The economist who correctly predicted the 2008 financial collapse is waving a red flag about another imminent disaster.
Nouriel Roubini, an economist at NYU Stern School of Business, writes in The Guardian that “the same loose policies that are feeding asset bubbles will continue to drive consumer price inflation” and that “conditions are right” for a double whammy of the stagnation of the 1970s and the stock market implosion of 2008.
“The warning signs are there for global economy, and central banks will be left in impossible position … today’s extremely loose monetary and fiscal policies, when combined with a number of negative supply shocks, could result in 1970s-style stagflation (high inflation alongside a recession),” Roubini wrote.
Arguing that the debt ratios were much lower in the 1970s than they are now, Roubini says the upcoming crisis will be much worse.
“Debt ratios are much higher than in the 1970s, and a mix of loose economic policies and negative supply shocks threatens to fuel inflation rather than deflation, setting the stage for the mother of stagflationary debt crises over the next few years,” Roubini wrote.

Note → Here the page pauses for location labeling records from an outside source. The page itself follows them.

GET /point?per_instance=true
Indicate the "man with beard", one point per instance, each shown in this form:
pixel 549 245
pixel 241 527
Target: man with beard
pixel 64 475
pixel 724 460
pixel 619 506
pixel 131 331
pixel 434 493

“For now, loose monetary and fiscal policies will continue to fuel asset and credit bubbles, propelling a slow-motion train wreck,” Roubini continued. “The warning signs are already apparent in today’s high price-to-earnings ratios, low equity risk premia, inflated housing and tech assets, and the irrational exuberance surrounding special purpose acquisition companies, the crypto sector, high-yield corporate debt, collateralised loan obligations, private equity, meme stocks, and runaway retail day trading. At some point, this boom will culminate in a Minsky moment (a sudden loss of confidence), and tighter monetary policies will trigger a bust and crash.
“(At the same time) the same loose policies that are feeding asset bubbles will continue to drive consumer price inflation, creating the conditions for stagflation whenever the next negative supply shocks arrive.
“More broadly, the Sino-American decoupling threatens to fragment the global economy at a time when climate change and the Covid-19 pandemic are pushing national governments toward deeper self-reliance,” he continued. “Add to this the impact on production of increasingly frequent cyber-attacks on critical infrastructure, and the social and political backlash against inequality, and the recipe for macroeconomic disruption is complete.
“Making matters worse, central banks have effectively lost their independence because they have been given little choice but to monetize massive fiscal deficits to forestall a debt crisis,” Roubini wrote. “With both public and private debts having soared, they are in a debt trap. As inflation rises over the next few years, central banks will face a dilemma. If they start phasing out unconventional policies and raising policy rates to fight inflation, they will risk triggering a massive debt crisis and severe recession; but if they maintain a loose monetary policy, they will risk double-digit inflation – and deep stagflation when the next negative supply shocks emerge.”
Roubini continued to warn that due to an impending debt crisis, “many governments will be semi-insolvent and thus unable to bail out banks, corporations and households,” stating: “As matters stand, this slow-motion train wreck looks unavoidable…The stagflation of the 1970s will soon meet the debt crises of the post-2008 period. The question is not if but when.”